Я отчетливо помню, как я с ним вместе отправился на исполнение одной из тех мелких формальностей, одного из тех мучительно мутных дел, которыми смерть (в которой есть всегда нечто от чиновничьей волокиты) старается подольше опутать оставшихся в живых. Кто-то должно быть сказал мне: “Вот он с тобой пойдет”; он и пошел, сдержанно прочищая горло. И вот тогда-то (мы шли пушистой от пыли незастроенной улицей, мимо заборов и наваленных досок) я сделал кое-что, воспоминание о чем во мне проходит от темени до пят электрической судорогой нестерпимого стыда: побуждаемый Бог весть каким чувством, — не столько может быть благодарностью за сострадание, сколько состраданием же к состраданию чужому, я в порыве нервности и неуместного пробуждения души, на ходу взял и сжал его руку, — и мы оба одновременно слегка оступились; все это длилось мгновение, — но, если б я тогда обнял его и припал губами к его страшной золотистой щетине, я бы не мог ныне испытывать большей муки.
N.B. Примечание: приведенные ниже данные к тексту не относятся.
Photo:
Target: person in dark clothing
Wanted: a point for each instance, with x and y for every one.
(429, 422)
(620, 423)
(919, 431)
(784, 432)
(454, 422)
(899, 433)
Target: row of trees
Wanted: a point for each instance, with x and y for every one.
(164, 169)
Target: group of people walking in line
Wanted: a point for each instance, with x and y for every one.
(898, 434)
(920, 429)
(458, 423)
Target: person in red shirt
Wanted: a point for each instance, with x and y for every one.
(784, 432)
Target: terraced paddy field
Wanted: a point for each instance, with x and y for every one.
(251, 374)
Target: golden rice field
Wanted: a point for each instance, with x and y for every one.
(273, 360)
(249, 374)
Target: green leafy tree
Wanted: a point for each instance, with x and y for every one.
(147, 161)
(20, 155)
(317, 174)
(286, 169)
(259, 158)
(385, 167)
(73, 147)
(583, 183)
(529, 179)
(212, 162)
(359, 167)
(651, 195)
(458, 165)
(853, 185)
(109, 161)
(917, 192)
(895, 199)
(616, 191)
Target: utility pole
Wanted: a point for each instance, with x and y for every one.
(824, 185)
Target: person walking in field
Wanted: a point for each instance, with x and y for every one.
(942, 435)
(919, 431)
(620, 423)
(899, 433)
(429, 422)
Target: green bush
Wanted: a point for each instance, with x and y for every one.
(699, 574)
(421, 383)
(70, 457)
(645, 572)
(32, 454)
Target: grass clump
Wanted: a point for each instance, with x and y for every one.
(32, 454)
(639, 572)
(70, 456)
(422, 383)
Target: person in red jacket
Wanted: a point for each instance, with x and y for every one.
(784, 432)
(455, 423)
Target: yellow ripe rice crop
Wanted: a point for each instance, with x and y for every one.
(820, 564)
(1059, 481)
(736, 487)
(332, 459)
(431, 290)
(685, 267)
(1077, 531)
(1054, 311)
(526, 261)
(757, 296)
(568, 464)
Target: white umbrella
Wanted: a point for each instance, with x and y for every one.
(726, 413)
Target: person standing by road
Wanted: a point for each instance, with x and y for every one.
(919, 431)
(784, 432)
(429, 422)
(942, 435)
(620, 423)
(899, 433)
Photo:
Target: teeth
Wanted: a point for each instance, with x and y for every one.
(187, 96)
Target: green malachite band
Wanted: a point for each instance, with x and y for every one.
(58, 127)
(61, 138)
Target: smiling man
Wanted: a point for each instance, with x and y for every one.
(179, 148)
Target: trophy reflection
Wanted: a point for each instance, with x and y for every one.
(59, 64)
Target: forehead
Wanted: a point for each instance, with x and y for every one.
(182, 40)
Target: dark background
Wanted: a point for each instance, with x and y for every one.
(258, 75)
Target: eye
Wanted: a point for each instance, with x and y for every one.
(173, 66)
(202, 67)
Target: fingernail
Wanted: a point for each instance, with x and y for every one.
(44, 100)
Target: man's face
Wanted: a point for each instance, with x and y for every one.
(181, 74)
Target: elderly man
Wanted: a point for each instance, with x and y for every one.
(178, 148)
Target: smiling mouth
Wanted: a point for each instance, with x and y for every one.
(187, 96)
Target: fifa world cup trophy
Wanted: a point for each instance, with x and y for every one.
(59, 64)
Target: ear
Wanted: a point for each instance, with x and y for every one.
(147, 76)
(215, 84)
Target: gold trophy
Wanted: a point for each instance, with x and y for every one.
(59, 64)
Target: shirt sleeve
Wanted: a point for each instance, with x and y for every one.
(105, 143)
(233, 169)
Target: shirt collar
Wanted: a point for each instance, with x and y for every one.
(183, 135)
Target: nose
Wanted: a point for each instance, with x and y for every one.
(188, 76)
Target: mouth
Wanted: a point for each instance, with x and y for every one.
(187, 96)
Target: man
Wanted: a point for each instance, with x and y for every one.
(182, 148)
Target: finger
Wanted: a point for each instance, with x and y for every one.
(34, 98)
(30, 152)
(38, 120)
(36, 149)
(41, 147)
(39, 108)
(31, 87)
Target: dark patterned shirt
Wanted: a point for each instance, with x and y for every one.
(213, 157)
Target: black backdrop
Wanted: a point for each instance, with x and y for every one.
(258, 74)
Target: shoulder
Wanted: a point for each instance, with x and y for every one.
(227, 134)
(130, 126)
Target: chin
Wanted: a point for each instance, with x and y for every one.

И вот, через двадцать пять лет я думаю: мы ведь шли вдвоем пустынными местами, и у меня был в кармане Гришин револьвер, который не помню по каким соображениям я все собирался спрятать; ведь я мог его уложить выстрелом в упор, и тогда не было бы ничего, ничего из того, что есть сейчас, ни праздников под проливным дождем, исполинских торжеств, на которых миллионы моих сограждан проходят в пешем строю, с лопатами, мотыгами и граблями на рабьих плечах, ни громковещателей, оглушительно размножающих один и тот же вездесущий голос, ни тайного траура в каждой второй семье, ни гаммы пыток, ни отупения, ни пятисаженных портретов, ничего… О, если б можно было когтями вцепиться в прошлое, за волосы втащить обратно в настоящее утраченный случай, снова воскресить ту пыльную улицу, пустыри, тяжесть в заднем кармане штанов, человека, шедшего со мной рядом!
9
Я вял и толст, как шекспировский Гамлет. Что я могу? От меня, скромного учителя рисования в провинциальной гимназии, до него, сидящего за множеством чугунных и дубовых дверей в неизвестной камере главной столичной тюрьмы, превращенной для него в замок (ибо этот тиран называет себя “пленником воли народа, избравшего его”), — расстояние почти невообразимое. Некто мне рассказывал, запершись со мной в погреб, про свою дальнюю родственницу старуху-вдову, которая вырастила двухпудовую репу и посему удостоилась высочайшего приема. Ее долго вели мраморными коридорами, без конца перед ней отпирая и за ней запирая опять очередь дверей, пока она не очутилась в белой, беспощадно-освещенной зале, вся обстановка которой состояла из двух золоченых стульев. Там ей было сказано ждать. Через некоторое время за дверью послышалось множество шагов и, с почтительными поклонами, пропуская друг друга, вошло человек пять его телохранителей. Испуганными глазами она искала его среди них; они же смотрели не на нее, а поверх ее головы, и обернувшись, она увидела, что сзади, через другую дверь, ею не замеченную, бесшумно вошел сам и, остановившись, положив руку на спинку стула, привычно поощрительно разглядывал государственную гостью. Затем он сел и предложил ей своими словами рассказать о ее подвиге (тут же был принесен служителем и положен на второй стул глиняный слепок с ее овоща), и она в продолжение десяти незабвенных минут рассказывала, как репу посадила, как тащила ее из земли и все не могла вытащить, хотя ей казалось, что призрак ее покойного мужа тащит вместе с ней, и как пришлось позвать сына, а потом внука да еще двух пожарных, отдыхавших на сеновале, и как, наконец, цугом пятясь, чудовище вытащили. Он был, видимо, поражен ее образным рассказом: “Вот это поэзия, — резко обратился он к своим приближенным, — вот бы у кого господам поэтам учиться”, — и сердито велев слепок отлить из бронзы, вышел вон. Но я реп не рощу, так что проникнуть к нему мне невозможно, да и если бы проник, как бы я донес заветное оружие до его логова?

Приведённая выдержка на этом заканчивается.